Ask HN: How do you handle duplicate side effects when jobs, workflows retry?
10 points| shineDaPoker | 2 days ago
1. Job calls external API (Stripe, SendGrid, AWS) 2. API call succeeds 3. Job crashes before recording success 4. Job retries → calls API again → duplicate
Example: process refund, send email notification, crash. Retry does both again. Customer gets duplicate refund email (or worse, duplicate refund).
I see a few approaches:
Option A: Store processed IDs in database Problem: Race between "check DB" and "call API" can still duplicate
Option B: Use API idempotency keys (Stripe supports this) Problem: Not all APIs support it (legacy systems, third-party)
Option C: Build deduplication layer that checks external system first Problem: Extra latency, extra complexity
What do you do in production? Accept some duplicates? Only use APIs with idempotency? Something else?
(I built something for Option C, but trying to understand if this is actually a common-enough problem or if I'm over-engineering.)
jnbridge|1 day ago
A few patterns that have worked well in practice:
1. Idempotency keys at the API boundary — every side-effecting call gets a client-generated UUID, and the receiver deduplicates. Simple, but think carefully about the TTL of your dedup window.
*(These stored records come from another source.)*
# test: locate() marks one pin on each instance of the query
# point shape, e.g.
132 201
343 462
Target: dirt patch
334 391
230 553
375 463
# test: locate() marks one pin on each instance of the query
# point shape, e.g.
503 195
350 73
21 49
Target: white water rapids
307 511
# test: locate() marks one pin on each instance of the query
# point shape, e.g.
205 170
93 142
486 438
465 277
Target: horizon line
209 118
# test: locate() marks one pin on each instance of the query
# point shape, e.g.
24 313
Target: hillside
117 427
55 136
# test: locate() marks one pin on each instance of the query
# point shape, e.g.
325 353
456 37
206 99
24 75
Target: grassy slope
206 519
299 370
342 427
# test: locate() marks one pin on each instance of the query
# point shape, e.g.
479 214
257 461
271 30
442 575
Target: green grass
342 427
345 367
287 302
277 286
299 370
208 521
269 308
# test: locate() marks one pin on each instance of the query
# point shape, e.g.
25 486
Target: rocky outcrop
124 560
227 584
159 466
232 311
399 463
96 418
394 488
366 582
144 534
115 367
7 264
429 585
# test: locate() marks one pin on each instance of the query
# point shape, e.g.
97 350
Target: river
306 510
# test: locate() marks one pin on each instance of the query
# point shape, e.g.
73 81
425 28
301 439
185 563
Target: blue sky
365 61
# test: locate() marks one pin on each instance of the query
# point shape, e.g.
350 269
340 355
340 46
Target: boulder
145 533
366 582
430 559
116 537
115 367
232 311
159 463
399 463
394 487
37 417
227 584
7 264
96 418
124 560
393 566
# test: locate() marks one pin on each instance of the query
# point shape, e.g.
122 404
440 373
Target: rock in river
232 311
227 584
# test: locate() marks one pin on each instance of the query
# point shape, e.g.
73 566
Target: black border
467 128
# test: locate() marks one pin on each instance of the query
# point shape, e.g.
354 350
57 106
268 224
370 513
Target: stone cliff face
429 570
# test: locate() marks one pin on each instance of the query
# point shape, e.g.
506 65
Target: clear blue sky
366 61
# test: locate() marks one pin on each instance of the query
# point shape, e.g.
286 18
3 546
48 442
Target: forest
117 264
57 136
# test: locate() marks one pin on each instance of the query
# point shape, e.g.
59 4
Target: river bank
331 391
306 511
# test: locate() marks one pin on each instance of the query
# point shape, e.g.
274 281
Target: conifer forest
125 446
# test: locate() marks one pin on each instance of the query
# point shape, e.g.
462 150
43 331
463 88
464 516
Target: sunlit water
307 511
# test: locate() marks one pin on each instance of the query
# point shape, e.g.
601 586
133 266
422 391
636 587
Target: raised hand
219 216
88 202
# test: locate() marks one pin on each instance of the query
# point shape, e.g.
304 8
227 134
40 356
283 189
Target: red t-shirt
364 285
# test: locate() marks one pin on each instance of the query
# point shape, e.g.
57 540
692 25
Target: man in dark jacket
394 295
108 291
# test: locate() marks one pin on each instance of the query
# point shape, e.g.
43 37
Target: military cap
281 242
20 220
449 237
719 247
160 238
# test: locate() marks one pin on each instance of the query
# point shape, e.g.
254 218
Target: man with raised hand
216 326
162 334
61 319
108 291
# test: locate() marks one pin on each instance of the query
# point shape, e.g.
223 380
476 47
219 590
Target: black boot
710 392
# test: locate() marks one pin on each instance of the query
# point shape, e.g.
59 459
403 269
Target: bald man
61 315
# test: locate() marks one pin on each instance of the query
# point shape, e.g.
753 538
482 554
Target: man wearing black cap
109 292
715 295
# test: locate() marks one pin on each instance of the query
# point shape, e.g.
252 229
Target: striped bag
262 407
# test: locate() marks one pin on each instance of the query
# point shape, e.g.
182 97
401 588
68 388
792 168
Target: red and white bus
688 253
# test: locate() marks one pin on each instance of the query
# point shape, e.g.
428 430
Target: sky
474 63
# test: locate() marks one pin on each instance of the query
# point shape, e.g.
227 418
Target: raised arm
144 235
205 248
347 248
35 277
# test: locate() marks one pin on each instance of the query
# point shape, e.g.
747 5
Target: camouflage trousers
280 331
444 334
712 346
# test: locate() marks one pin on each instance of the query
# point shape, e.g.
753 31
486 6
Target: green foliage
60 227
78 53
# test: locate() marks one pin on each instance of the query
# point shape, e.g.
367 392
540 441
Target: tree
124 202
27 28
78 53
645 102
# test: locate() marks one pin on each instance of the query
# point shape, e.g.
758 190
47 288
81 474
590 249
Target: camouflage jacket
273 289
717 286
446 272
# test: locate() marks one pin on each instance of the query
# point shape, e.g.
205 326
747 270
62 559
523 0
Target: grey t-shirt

2. Outbox pattern — instead of directly calling the external service, write the intent to a local "outbox" table in the same transaction as your state change. A separate process polls the outbox and delivers. Debezium + CDC makes this quite clean.
3. For cross-system workflows: treat the saga orchestrator as the single source of truth for step completion. Each step checks its completion status before executing, so steps must be idempotent OR the orchestrator tracks state.
In practice, designing for at-least-once delivery + idempotent receivers is more reliable than trying to achieve exactly-once through distributed coordination. Exactly-once across system boundaries is effectively a myth outside of systems that support two-phase commit (and even then it's fragile).
dakiol|2 hours ago
fernando_campos|13 hours ago
What helped us was treating every job execution as replayable and attaching a unique operation key instead of relying on execution state alone.
Otherwise retries silently create data inconsistencies that only appear much later.
moomoo11|2 days ago
shineDaPoker|2 days ago
The atomic records part is critical - I learned the hard way that just checking a DB flag isn't enough (process can freeze between check and execute, lease expires, another process takes over, both execute).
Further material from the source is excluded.